While setting up the instance, you will be brought to a page where you select the instance type. Select t2.micro (free tier eligible). Once selected, click “Review and Launch” at the bottom of the page. On the next page click “Launch” on the bottom of the page as well.

Once launched it will take a few minutes for AWS to boot up your very own EC2 instance. Store your generated key pair in a safe place on your local computer. (Here’s documentation from AWS on how to handle your key pair)

Note: You may have to adjust the security group on your EC2 instance so that your website is publicly available. There’s plenty of resources and stack overflow questions solving this potential issue.

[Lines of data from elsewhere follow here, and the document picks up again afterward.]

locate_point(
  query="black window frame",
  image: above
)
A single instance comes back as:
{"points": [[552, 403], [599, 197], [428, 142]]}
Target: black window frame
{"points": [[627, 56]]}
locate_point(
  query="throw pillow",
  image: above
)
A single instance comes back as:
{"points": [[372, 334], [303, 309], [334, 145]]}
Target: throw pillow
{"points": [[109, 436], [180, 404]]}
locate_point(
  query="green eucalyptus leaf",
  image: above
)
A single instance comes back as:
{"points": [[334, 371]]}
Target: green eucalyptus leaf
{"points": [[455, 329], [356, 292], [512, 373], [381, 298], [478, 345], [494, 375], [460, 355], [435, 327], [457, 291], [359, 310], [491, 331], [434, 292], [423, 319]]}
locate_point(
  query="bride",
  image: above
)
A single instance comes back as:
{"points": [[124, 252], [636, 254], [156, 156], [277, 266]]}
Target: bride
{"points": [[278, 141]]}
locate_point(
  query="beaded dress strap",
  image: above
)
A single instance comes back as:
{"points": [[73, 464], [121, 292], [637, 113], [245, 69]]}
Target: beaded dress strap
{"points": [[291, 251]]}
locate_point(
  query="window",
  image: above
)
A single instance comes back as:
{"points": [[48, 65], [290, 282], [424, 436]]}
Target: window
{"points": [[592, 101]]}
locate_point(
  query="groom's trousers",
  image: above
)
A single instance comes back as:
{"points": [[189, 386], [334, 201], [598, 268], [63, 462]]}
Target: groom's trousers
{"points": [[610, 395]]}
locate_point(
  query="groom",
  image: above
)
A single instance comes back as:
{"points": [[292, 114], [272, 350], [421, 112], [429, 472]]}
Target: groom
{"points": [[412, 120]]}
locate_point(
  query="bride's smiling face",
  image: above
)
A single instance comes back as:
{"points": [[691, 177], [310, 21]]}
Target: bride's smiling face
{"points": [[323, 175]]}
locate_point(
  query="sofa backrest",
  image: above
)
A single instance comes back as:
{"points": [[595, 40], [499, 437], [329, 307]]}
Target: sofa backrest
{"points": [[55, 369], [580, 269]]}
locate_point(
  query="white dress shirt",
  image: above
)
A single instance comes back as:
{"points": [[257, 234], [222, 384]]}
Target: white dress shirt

Step 2 – Install packages and dependencies

Time to ssh into your Ubuntu server with:

ssh -i ~/path-to-your-key-pair ubuntu@ec2-your-public-ip.compute-1.amazonaws.com

Once you have successfully logged into your public server it’s time to install some packages. Execute these commands from within your Ubuntu machine:

# update Ubuntu's local package index 
$ sudo apt-get update 

# install git 
$ sudo apt-get install -y git 

# install Nginx 
$ sudo apt-get install -y nginx 

# clear out the local repository of retrieved package files 
$ sudo apt-get -s clean 

Step 3 – Configure Nginx

If you are new to Nginx I highly recommend reading the following to understand what these next steps actually do.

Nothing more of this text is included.